Offer Organization: Japan Society for the Promotion of Science, System Name: Grants-in-Aid for Scientific Research, Category: Grant-in-Aid for Scientific Research (B), Fund Type: -, Overall Grant Amount: - (direct: 14100000, indirect: 4230000)
This research project aims to realize high performance numerical services investigated in the past based on new mathematical principles in the emerging computing system where tens of thousands to hundreds of millions of processing cores are installed. Giving two important themes, `Mixed-granularity numerical kernel' and `Asynchronous numerical algorithm,' we conducted; i) the research on the theory of asynchronous numerical algorithms. Also avoidance of communication and synchronization at a practical level, then CAHTR and a new method for the FDTD scheme were proposed. Furthermore, we have practiced; ii) promoting research on core numerical infrastructure technologies such as automatic tuning for scalable, lightweight code generation at super-many-core, and promoting innovative research leading to the next generation numerical calculation software.

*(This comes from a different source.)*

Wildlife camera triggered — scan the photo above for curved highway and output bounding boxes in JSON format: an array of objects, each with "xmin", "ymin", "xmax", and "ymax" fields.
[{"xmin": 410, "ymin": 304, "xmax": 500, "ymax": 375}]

Offer Organization: Japan Society for the Promotion of Science, System Name: Grants-in-Aid for Scientific Research, Category: Grant-in-Aid for Scientific Research (B), Fund Type: -, Overall Grant Amount: - (direct: 14000000, indirect: 4200000)
Autotuning is technology that aims to attain good performance under various conditions, by letting software controls its own parameter. In case multiple parameter exist, most of previous research chose either exhaustive search or heuristic pruning. In this research, we aim mathematically founded method using Bayesian statistics, which gives practically good and asymptotically optimal solutions.
In survey of previous works, we found that linear models and correlation models have such properties, and they can be combined. From description of such models, we create a software that generates a code that constructs performance model from a priori information and observations. Also we apply autotuning mathematical libraries to various computations, and confirms their effectiveness.